But here I was, eleven years old, on the verge of becoming a big sister, and I had blown all my chances to learn about taking care of a baby.
What if I dropped her? What if I tripped and fell while I was carrying her? What if I took her for a walk in her stroller and … I don’t know … wrecked the stroller?
These were the thoughts that tormented me as we arrived in San Francisco. These are the thoughts that kept me awake the night of December 16 … Baby Lift Eve.
Right after breakfast on December 17, we went to the airport and found the waiting room where all the new parents were supposed to wait. The plane had just landed, and now a doctor and a nurse were checking the babies to make sure they were all healthy. Some of the babies were just getting over the chicken pox.
There were about fifty or sixty people in that room waiting to meet their new babies. All grownups, except for Mary and me. Most of them had driven a lot further than we had, and if they had other kids at home only one parent had come to meet the Baby Lift. It was standing room only. From my eleven year old vantage point, I looked up into a landscape of shoulders and earlobes.
I was reading one of my dad’s Zane Grey paperback westerns, and I took it out of my coat pocket and tried to distract myself with cowboys and bad guys.
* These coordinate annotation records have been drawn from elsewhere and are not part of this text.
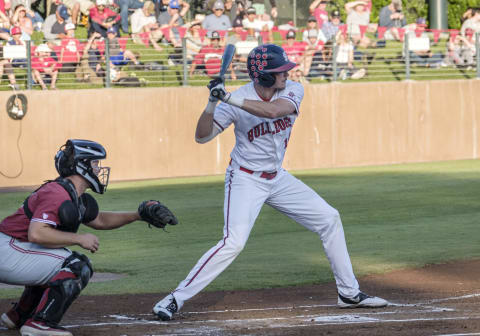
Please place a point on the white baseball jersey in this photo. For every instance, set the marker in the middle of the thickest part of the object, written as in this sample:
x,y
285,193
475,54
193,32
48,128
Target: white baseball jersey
x,y
259,150
260,142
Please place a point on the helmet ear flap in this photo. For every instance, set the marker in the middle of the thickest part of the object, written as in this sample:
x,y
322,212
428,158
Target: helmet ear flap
x,y
266,79
64,161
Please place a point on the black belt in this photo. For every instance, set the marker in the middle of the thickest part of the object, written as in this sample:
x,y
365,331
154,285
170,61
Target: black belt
x,y
264,175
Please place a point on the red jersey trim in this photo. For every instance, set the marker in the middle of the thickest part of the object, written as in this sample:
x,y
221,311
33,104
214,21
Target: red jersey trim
x,y
43,221
22,250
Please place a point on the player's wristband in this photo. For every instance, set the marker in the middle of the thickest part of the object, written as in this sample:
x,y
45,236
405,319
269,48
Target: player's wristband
x,y
235,101
211,106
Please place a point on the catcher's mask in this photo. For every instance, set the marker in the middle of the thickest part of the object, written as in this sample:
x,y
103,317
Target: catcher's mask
x,y
82,157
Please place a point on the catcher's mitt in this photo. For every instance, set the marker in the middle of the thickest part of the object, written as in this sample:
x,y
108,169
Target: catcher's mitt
x,y
155,213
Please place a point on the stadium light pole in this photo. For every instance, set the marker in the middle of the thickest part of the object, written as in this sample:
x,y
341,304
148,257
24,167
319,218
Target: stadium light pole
x,y
437,11
477,47
29,65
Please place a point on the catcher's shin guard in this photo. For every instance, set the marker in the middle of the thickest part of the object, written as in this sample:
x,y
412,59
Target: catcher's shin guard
x,y
23,309
64,288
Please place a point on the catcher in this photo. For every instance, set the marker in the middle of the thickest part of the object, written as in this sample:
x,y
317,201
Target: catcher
x,y
33,240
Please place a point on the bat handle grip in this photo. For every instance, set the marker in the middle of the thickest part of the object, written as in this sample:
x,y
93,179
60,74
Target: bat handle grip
x,y
215,93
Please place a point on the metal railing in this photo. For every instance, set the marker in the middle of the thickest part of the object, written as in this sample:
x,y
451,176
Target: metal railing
x,y
164,65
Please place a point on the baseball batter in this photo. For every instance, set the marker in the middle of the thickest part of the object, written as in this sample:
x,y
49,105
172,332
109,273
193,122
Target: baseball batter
x,y
33,240
264,112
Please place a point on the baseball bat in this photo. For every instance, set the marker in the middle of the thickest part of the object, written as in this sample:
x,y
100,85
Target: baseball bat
x,y
226,60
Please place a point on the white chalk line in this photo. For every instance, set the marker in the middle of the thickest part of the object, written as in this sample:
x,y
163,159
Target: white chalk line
x,y
361,317
337,320
472,334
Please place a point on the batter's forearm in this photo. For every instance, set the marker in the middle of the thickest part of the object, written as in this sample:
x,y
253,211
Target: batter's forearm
x,y
205,122
50,237
271,110
107,220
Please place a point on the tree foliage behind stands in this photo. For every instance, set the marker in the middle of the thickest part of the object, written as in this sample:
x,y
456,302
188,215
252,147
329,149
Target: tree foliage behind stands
x,y
456,8
412,8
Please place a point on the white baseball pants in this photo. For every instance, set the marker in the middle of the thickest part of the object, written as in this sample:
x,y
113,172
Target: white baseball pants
x,y
245,195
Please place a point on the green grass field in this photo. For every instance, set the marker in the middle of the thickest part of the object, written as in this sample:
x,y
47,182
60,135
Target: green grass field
x,y
394,217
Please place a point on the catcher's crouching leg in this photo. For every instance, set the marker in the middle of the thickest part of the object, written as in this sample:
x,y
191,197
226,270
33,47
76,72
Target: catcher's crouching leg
x,y
62,290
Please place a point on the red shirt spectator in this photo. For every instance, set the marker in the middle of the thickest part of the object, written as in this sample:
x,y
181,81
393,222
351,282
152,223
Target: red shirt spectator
x,y
100,16
70,46
294,49
45,68
40,63
318,10
210,57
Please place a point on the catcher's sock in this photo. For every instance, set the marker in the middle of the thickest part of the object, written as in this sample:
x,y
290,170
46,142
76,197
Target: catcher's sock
x,y
166,308
361,300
I didn’t work. I read the same sentence twenty-five times.
Finally, a man with a clipboard stepped into the room through a door marked “no admittance,” followed by a nurse. She carried a white flannel bundle. Everybody got really, really still. The man called out somebody’s last name. Someone in back of the room said, “Oh! That’s us.” And they made their way forward to claim their baby, whom they were seeing for the first time.
The new mom took that white bundle in her arms like a pro. Her smile shone down at that little face looking back up at her. The new dad put an arm around them and led them back to the back of the room. And so it went, one baby after another into the arms of a smiling parent.
I stood there worrying. What if they forgot to put our baby on the plane? What if they lost our adoption papers and won’t let us take her? Somebody has to be the last name called. It’ll probably be us.
The guy with the clipboard called out, “Hicks!”
That particular white flannel bundle was my baby sister!
I don’t know what came over me in that instant. Something took charge of my feet. Something filled my heart with a sense of … what? … confidence? Authority? I didn’t ask if it was okay, I didn’t even look back at where Mom and Dad were making their way through the crowd. Suddenly I was as tall as I needed to be. I plowed through that landscape of grownup shoulders and earlobes and held out my arms.
“She’s ours,” I told the nurse.
All those grownups behind me chuckled and nudged each other, as if to say, “Isn’t that cute?” But I didn’t care.
The nurse handed me that bundle, and I can still feel the memory of my baby sister coming to rest in the crook of my elbow – solid, safe. In that moment I felt rooted and steady. No way would I fall or drop or break this baby.
I lifted the blanket from her face, and there she lay, sleeping through all this excitement. Tiny, skinny, still a little bit scabby from the chicken pox. I remembered Raggedy Ann, after three months in a snow drift… My Ginny Doll after I ruined her hair… How cold and miserable it felt when Betsy Wetsy peed on me, and how awful Tiny Tears smelled after the milk fiasco…
And I thought, This is not a pretty baby. And she smells funny. She’s going to pee on me, sometime. And spit up. It’s what babies do.
Mom and Dad and Mary were gathered close now. I looked up at them and said, “Look! She’s perfect!”